HOJE É DOMINGO
DIA DE PORTUGAL
NO JARDIM DA MINHA
CIDADE DE SANTARÉM
Março de 1965…, 43 anos depois o Paquete Vera Cruz aproxima-se
lentamente do Porto da Rocha do Conde de Óbidos como se estivesse relutante em
devolver ao país os soldados que levara dos braços dos familiares para a
incerteza de um destino que se chamava: Guerra de Angola.
Ou talvez fossem pruridos de quem tinha a consciência
pesada por devolver apenas uma parte da carga, ainda que a maior, que levara 27
meses antes mas, para uma mãe que não tenha recebido de volta o seu
filho que lhe interessava aqueles que voltavam se entre eles não estava o seu, senão
para aumentar a sua dor?
Em outros tempos, os das caravelas, teria sido necessário às mães esperar
que todos saíssem até perderem a esperança de verem chegar o seu filho mas na
década de sessenta do século XX as notícias da morte já chegavam rápidas e
dispensavam as esperas inúteis.
A sorte das mães portuguesas desde que iniciámos as
nossas aventuras pelas terras de além-mar esteve sempre ligada a uma praia ou a
um porto na ânsia de um filho ou de um marido que tarda em chegar abrindo ferida no coração.

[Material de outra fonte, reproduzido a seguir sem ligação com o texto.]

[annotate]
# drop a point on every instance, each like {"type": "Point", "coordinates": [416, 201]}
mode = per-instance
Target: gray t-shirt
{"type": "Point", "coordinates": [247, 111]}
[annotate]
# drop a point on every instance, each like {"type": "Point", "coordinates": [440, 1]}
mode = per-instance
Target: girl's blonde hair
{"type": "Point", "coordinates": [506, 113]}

Lembro-me de dois soldados, meus camaradas de guerra,
que numa emboscada em vez de terem sido mortos foram levados pelo inimigo,
raptados, e nunca mais soubemos deles.
Que teriam dito à família?
- O seu filho fugiu, desapareceu? - Passou-se para o inimigo? - Levaram-no? Em rigor, não
sabemos se está vivo ou morto. Simplesmente, desapareceu em combate...
Que espaço terá ficado para uma réstia de esperança
daquelas mães indecisas sem saberem ao certo o que aconteceu aos seus filhos?
Recordo essa lenta aproximação do Paquete Vera Cruz o
suficiente para saber que não estava eufórico, nem contente, nem feliz, talvez
aliviado… agradecido por estar ali, de novo, vivo e escorreito e se 27 meses
antes não queria pensar naquilo que me poderia esperar numa situação que
desconhecia por completo, também, naquele momento, não queria pensar no meu
futuro.
Casado prematuramente, com um filho, sem casa, sem
emprego, com um curso superior inacabado, restava-me a casa do meu sogro para
uma situação humilhante de favor…
Que outras “guerras”, então, me esperariam?
Por isso, não queria pensar, estava a chegar de uma
guerra, tinha direito a uma pausa. Naqueles momentos, enquanto o Vera Cruz não atracava,
tudo estava em suspenso, até as responsabilidades que me esperavam.
Depois, o impacto daqueles 27 meses, os últimos 15 em
convivência pacífica com os Luenas, nas chamadas “terras do fim do mundo”, no
distrito do Moxico, no Alto Zambeze, estava ainda demasiado presente dentro de
mim.
África é como uma mulher que nos possui e mesmo quando
já longe continuamos a senti-la, nos seus cheiros, nos seus contornos, na sua
música e em todo aquele espaço a perder de vista à nossa volta. Enche-nos a alma,
dá-nos a noção da nossa dimensão nesta Terra a que pertencemos. Que pena, a guerra!...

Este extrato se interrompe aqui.